If I toss a coin, but hide the result every time it comes up tails, it looks as if I always throw heads. You wouldn’t tolerate that if we were choosing who should go first in a game of pocket billiards, but in medicine, it’s accepted as the norm. In the worst case, we can be misled into believing that ineffective treatments are worth using; more commonly we are misled about the relative merits of competing treatments, exposing patients to inferior ones.

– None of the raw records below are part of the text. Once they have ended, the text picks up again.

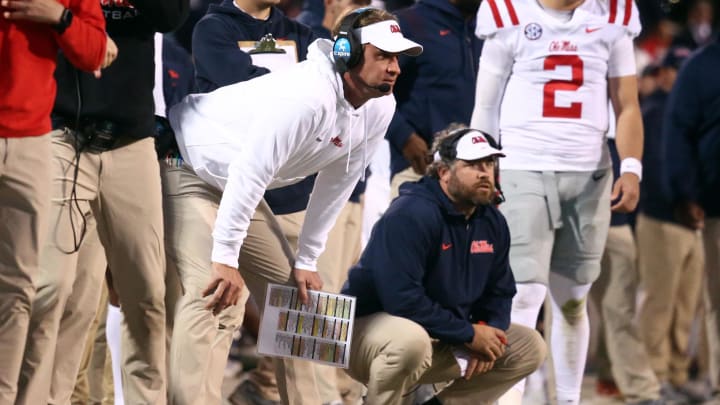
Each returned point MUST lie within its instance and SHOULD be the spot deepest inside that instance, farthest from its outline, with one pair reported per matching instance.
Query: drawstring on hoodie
(364, 166)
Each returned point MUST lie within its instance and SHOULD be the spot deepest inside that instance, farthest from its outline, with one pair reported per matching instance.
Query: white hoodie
(273, 131)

This problem has been documented for three decades, and many in the industry now claim it has been fixed. But every intervention has been full of loopholes, none has been competently implemented and, lastly, with no routine public audit, flaws have taken years to emerge.
On Monday, the drug industry struck out against Goldacre and “Bad Pharma.” Its trade group, the Pharmaceutical Research and Manufacturers of America (PhRMA) issued a statement in which it called Goldacre’s demand for the full disclosure of clinical trial data “irresponsible with potentially harmful consequences for future medicine development.” (Also irresponsible, according to the statement, are the editors of the prestigious medical journal BMJ. They, too, have been leading the charge for clinical trial transparency, including a tenacious effort to make Roche release all its data on its antiviral drug Tamiflu.)
But there are growing signs, especially in Europe, that the pharmaceutical industry may be losing this battle to selectively hide trial data. Last month, Goldacre, the editors of the BMJ and others launched the “All Trials Registered, All Trials Reported” campaign, which is calling for governments, regulators and research groups to publish “the results (that is, full clinical study reports) from all clinical trials — past, present and future — on all treatments currently being used.” More than 20,000 people have already signed the campaign’s petition.
Another promising sign: The lead legislator on the European Union's Environment, Public Health and Food Safety Committee announced this week that she wants to toughen proposed legislation about EU’s clinical trial practices, including making it a requirement that companies disclose all their clinical trial data for outside review.
And on Tuesday, the drug giant GlaxoSmithKline surprised everybody by breaking from PhRMA's position on this issue and coming out in support of the AllTrials campaign.
Last year, GlaxoSmithKline pleaded guilty to criminal charges and agreed to pay $3 billion in fines to the U.S. government as a result, in part, of its failure to report safety data about its diabetes drug, Avandia.
University of Minnesota bioethicist and journalist Dr. Carl Elliott, who himself has written frequently on institutional deception within the medical research community, including academia (see “White Coat, Black Hat: Adventures on the Dark Side of Medicine”), thinks Goldacre’s efforts may — just may — lead to reform.